After all, there are a boatload of grade-crossing accidents every year that aren’t intentional. (Hint: the train always has the right of way.)
I’m with Mr. Excellent. If I have the time I much prefer traveling by sleeper. The train can be late, service can be spotty, but I find it infinitely more relaxing than driving or flying.
It’s not a bailout. Public transportation is necessarily a money-losing business.
Some might argue that air and highway travel are no different. Those arguments fall quite short when one realizes just how much the government subsidizes airports and highways.
How much does the government subsidize airports? Specifically, what percentage of the cost of the services used by a major airline at an airport like, say, JFK are covered by fuel sales, landing fees, rent, passenger parking fees, etc.?
Ah, yes. Some years back, Southwest Airlines lobbied strongly to scuttle plans for high speed rail connecting Houston, Dallas & San Antonio. Recently, My State screwed up & lost a chancefor Federal funds to help build high-speed rail here. (Could Southwest have been behind some of that lack of coordination? Damned suspicious mind.)

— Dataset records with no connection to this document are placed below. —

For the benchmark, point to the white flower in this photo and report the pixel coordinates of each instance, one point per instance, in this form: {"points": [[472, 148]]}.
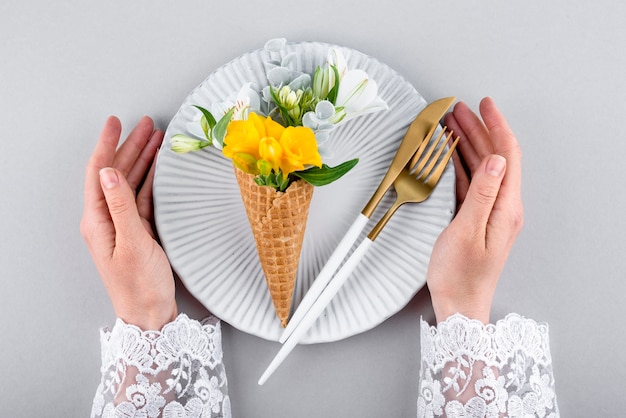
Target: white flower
{"points": [[336, 58], [182, 144], [357, 95], [244, 101]]}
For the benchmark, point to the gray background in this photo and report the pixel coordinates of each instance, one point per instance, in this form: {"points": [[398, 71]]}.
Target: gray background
{"points": [[556, 69]]}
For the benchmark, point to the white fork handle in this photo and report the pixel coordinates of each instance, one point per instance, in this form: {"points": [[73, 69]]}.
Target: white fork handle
{"points": [[316, 310], [325, 274]]}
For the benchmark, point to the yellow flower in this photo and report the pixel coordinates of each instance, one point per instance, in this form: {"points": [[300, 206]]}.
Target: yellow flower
{"points": [[261, 142], [299, 149], [242, 136], [271, 151]]}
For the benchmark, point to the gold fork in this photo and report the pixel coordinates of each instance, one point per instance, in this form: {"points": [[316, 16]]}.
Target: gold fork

I don’t think Amtrak is stifling competition; here’s Wikipedia’s version of the story:
Back to General Questions territory. Before I saw this OP, I’d been at the Amtrak site to check out options from Houston; there are a few interesting possibilities. And My City’s Amtrak station is a bare bones operation–but at least has humans to sell tickets!
I don’t know how it is that far north, but if it’s the same as it is in California. . . unlike the NorthEast Corridor, out here Amtrak shares tracks with the freight trains-- and the freight trains have the right of way. I’ve heard plenty of stories of people taking night trains in California and spending hours sitting somewhere waiting for the freight trains to pass, and then being 7 hours late to their destination. It’s possible night trains aren’t worth it. If the freight traffic is heavy it could even be a serious bottleneck at the border, customs being busy enough as it is with the freight.
My overall point is that when the competition is removed, the drive to innovate and even be of service often fails. If Amtrak has discovered that it effectively cannot die, and the top brass effectively cannot be fired, you get mediocre performance.
Competition was removed because nobody wanted to run passenger trains anymore. Amtrak exists because Congress decided, for better or for worse, that the United States needed a national passenger rail network and has been subsidizing it ever since.
There is an evening train, it just ends in Seattle.
Strangely, now that they’ve added the second Seattle/Vancouver route, someone in Canada can go to Portland for a day, but it doesn’t work the opposite direction. Weird. FTR, I’ve never had a problem at the border. I have sat on an train in northern Washington for an hour, not moving. It’s incredibly unreliable, but I can sleep on the way there & I don’t have to pay for parking in Vancouver.